Keeping his eyes closed as much as possible, Colin stumbled toward the bathroom that morning, where he found Hassan staring at himself in the mirror. Hassan’s lower lip was hideously busted—he looked like he was chewing a fat wad of tobacco—and his right eye was very nearly swollen shut.
“How ya doing?” asked Colin. Hassan turned to him and gave Colin the full view of his well-punched face, as if to answer the question.

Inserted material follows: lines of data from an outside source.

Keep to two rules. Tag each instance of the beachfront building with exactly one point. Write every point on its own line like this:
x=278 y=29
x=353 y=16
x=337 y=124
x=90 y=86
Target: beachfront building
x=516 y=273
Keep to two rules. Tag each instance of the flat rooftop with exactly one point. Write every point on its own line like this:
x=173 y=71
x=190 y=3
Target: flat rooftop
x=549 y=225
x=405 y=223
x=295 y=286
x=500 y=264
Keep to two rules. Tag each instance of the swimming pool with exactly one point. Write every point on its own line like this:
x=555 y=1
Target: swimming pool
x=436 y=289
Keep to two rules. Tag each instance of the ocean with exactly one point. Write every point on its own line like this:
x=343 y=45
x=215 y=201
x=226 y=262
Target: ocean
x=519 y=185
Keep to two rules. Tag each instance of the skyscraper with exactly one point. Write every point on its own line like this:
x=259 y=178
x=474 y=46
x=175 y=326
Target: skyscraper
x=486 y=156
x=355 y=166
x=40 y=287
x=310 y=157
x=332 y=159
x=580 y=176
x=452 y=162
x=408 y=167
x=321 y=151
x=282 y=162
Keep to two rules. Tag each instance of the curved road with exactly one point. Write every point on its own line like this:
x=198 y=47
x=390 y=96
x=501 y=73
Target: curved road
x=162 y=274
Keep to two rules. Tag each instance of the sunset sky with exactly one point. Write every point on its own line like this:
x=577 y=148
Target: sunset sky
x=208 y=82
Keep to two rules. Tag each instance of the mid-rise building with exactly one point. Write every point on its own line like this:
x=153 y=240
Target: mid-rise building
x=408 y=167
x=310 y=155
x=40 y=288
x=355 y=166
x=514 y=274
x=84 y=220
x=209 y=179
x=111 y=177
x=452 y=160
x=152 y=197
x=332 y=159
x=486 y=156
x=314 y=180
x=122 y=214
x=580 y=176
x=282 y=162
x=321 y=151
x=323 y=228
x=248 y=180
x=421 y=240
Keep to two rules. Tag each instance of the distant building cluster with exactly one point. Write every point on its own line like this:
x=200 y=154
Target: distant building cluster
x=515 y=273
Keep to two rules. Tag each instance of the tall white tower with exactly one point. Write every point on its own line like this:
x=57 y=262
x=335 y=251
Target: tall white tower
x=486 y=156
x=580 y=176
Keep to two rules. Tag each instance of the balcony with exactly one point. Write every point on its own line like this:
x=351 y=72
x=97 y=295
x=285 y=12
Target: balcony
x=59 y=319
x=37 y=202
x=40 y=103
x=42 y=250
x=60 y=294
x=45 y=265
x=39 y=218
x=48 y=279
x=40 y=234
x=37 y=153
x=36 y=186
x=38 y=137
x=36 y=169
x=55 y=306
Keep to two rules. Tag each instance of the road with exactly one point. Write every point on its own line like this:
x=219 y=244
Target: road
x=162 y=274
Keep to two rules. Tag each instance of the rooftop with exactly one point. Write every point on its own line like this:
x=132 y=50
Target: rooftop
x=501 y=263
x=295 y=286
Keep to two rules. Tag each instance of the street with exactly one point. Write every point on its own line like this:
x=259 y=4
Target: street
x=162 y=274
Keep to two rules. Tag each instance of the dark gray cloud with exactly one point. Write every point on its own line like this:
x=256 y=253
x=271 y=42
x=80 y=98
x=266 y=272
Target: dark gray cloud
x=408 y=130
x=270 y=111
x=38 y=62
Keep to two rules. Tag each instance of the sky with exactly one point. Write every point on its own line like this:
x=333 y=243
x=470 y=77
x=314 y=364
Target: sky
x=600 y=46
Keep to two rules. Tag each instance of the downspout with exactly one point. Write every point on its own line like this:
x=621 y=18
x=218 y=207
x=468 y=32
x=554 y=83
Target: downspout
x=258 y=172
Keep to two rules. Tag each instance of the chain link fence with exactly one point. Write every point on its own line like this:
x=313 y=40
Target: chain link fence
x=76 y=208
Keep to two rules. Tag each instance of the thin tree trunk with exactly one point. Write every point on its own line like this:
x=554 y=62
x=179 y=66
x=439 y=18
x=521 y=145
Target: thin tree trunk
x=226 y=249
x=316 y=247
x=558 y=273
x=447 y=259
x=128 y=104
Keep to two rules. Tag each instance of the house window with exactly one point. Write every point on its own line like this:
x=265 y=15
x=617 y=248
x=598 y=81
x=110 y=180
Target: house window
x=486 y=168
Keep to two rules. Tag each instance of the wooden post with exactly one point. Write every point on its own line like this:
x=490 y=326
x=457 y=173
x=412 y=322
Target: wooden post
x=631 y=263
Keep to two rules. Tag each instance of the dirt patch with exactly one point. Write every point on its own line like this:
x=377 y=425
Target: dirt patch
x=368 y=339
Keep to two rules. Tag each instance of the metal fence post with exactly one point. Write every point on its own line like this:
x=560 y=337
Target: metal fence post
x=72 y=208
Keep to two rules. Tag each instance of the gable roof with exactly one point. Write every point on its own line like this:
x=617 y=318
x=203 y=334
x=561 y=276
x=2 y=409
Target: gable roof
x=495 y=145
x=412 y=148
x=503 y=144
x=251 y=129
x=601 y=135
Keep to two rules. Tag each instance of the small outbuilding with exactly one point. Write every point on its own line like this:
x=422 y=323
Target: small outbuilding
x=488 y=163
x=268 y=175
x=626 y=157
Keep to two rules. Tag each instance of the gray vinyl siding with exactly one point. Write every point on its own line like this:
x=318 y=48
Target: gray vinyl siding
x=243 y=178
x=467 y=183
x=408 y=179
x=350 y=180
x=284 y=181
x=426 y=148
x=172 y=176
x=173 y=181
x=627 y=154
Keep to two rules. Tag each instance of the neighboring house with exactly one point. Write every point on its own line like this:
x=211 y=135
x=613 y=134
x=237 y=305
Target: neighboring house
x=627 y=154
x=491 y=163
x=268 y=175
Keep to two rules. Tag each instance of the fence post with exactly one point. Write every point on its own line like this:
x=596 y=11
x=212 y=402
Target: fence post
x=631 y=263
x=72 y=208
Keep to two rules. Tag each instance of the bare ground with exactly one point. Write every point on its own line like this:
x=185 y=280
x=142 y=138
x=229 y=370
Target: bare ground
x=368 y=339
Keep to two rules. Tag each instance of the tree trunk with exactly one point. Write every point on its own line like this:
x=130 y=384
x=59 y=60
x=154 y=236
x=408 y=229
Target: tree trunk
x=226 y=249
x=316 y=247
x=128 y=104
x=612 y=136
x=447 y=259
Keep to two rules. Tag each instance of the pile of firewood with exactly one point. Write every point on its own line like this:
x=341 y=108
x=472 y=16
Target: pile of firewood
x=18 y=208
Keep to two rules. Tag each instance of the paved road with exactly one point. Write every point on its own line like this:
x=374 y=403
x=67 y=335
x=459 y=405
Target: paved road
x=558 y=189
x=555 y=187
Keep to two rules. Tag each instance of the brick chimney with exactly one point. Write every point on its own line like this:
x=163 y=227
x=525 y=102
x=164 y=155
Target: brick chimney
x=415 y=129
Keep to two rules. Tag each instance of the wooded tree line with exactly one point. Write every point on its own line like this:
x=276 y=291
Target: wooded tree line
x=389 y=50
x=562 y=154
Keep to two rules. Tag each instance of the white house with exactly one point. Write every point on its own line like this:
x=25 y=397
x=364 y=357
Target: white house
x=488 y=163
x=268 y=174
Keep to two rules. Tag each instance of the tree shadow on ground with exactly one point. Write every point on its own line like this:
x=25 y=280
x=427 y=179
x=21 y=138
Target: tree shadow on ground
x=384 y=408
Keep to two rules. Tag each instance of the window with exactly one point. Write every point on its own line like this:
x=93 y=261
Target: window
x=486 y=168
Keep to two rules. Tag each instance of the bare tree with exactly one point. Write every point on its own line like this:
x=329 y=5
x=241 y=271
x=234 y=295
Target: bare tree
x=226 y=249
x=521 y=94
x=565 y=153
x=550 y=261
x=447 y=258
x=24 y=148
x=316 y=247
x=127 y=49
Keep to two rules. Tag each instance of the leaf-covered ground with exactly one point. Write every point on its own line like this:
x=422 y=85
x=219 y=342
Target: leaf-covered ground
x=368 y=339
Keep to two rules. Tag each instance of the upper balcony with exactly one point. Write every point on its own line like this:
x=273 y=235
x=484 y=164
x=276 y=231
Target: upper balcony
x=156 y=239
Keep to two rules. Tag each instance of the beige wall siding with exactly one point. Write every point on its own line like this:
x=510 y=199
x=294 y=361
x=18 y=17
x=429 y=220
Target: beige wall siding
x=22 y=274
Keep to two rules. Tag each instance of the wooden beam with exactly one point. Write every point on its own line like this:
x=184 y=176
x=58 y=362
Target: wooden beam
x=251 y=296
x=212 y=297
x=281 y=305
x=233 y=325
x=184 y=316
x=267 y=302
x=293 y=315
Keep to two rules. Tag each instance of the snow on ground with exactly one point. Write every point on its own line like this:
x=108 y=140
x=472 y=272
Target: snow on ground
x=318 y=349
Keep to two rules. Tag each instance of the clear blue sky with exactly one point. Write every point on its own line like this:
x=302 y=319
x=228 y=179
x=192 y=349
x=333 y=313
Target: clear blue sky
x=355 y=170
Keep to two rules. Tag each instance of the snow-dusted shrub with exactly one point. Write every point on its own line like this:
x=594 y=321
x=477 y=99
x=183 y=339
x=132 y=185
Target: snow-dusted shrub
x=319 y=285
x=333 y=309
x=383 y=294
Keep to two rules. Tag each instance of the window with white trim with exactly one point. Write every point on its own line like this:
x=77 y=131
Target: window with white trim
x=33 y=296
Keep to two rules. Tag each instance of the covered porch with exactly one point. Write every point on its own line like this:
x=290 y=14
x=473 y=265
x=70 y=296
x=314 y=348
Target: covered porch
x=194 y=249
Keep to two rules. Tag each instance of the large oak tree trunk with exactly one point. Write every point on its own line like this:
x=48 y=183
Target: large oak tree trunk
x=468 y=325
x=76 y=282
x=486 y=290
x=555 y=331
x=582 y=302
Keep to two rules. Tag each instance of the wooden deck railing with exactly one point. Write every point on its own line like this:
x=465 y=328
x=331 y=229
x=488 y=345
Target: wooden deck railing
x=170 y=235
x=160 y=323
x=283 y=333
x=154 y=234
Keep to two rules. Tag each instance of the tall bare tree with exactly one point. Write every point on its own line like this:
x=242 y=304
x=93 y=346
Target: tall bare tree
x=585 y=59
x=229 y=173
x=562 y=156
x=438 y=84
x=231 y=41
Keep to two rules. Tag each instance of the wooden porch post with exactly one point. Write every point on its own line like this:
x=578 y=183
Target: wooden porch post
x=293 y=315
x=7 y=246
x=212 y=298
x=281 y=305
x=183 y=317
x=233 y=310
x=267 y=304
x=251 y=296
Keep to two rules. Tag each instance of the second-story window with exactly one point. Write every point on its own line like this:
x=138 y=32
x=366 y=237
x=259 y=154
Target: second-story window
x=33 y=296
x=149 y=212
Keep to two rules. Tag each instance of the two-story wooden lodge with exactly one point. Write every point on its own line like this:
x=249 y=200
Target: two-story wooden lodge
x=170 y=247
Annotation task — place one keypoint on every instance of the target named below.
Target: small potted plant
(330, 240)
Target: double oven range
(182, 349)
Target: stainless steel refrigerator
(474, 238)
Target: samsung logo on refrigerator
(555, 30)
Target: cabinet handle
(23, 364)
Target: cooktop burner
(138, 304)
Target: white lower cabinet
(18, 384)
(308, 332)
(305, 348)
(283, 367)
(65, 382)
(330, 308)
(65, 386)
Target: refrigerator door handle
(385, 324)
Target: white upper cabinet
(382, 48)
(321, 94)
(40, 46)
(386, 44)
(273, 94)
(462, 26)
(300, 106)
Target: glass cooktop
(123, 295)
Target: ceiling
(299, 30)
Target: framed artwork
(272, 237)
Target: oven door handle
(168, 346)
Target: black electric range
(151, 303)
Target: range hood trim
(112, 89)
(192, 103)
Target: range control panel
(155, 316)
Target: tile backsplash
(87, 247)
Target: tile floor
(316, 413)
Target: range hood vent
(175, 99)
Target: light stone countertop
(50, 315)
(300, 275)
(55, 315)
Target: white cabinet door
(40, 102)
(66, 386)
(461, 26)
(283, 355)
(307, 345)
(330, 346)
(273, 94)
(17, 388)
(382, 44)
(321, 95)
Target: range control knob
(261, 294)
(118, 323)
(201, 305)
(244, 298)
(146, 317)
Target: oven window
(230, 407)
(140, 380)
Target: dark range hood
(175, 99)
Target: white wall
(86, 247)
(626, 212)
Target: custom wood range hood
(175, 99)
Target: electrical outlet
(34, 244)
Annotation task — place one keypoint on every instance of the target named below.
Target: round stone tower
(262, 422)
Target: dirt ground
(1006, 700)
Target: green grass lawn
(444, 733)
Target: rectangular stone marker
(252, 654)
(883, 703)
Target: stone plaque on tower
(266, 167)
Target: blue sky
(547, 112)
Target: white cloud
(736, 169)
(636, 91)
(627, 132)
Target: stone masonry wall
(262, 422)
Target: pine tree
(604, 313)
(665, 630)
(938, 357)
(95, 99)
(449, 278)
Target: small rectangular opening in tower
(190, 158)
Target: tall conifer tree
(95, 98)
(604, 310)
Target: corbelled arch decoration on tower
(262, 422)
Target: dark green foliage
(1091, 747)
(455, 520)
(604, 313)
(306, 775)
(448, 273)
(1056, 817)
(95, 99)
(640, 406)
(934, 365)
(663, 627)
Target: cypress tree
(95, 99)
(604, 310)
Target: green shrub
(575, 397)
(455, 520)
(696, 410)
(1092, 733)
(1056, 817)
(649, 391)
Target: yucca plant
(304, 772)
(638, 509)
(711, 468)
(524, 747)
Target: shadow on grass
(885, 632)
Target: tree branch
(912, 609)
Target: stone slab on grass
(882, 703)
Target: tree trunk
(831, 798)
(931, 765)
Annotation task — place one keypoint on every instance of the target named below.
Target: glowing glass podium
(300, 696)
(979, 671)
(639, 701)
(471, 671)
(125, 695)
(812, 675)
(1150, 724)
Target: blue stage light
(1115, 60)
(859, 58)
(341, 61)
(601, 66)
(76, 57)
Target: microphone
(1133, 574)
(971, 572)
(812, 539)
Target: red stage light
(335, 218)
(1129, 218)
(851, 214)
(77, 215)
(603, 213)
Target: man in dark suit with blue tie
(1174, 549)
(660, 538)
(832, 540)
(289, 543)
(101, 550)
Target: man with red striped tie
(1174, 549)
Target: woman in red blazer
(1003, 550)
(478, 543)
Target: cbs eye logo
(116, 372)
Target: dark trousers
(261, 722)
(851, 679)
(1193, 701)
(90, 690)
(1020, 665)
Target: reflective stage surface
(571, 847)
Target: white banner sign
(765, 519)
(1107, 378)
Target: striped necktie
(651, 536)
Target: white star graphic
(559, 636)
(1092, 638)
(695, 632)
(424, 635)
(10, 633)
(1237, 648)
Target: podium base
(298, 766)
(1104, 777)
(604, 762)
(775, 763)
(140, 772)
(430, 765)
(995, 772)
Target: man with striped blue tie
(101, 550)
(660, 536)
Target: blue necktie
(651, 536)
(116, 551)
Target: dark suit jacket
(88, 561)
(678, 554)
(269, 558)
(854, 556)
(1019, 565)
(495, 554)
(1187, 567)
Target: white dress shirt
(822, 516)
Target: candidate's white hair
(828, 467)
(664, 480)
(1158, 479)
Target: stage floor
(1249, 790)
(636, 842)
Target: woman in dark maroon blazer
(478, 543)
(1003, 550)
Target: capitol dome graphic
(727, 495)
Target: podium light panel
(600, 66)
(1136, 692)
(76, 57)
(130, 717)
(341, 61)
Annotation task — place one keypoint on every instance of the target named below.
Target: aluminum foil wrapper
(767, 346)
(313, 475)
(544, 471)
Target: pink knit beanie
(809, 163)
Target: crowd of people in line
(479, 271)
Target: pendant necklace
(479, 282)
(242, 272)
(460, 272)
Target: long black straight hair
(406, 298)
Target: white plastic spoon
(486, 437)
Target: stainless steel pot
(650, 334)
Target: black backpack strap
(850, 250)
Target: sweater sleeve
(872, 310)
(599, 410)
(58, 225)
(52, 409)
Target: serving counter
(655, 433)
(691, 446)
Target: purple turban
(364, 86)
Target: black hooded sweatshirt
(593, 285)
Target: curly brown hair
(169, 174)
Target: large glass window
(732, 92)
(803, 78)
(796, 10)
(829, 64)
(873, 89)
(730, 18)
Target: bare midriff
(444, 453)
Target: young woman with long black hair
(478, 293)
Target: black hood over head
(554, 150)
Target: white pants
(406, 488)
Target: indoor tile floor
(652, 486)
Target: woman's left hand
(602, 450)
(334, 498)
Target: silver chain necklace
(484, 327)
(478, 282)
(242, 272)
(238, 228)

“Yeah, sure,” Colin said, reaching in to turn on the shower. “But you should see the other guy.”
Hass managed a wan smile. “If I could do it all over again,” he said, his speech slow and vaguely mangled by his massive lower lip, “I’d just let myself be trampled to death by the Satan Pig.”
As Colin came down the stairs to breakfast, he saw Lindsey sitting at the oak table sipping a glass of orange juice. “I really don’t want to talk about it,” Lindsey said, preemptively. “But I do hope your balls are okay.”
“Me too,” said Colin. He’d checked on them during his shower. They felt the same, only tenderer.
Their assignment that day—left in note form by Hollis—was to interview a woman named Mabel Bartrand. “Oh, man,” Lindsey said when Colin read the name to her. “She’s at the other home, the one for when you’re really old. I can’t take that today. I can’t—God. Let’s just skip. Let’s just all go back to sleep.”
“I’m for that,” Hassan mumbled through his meaty lips.
“She could probably use the company,” Colin said, trying to use his familiarity with loneliness for the powers of good.
“Lord, you do know how to lay on the guilt,” Lindsey said. “Let’s go.”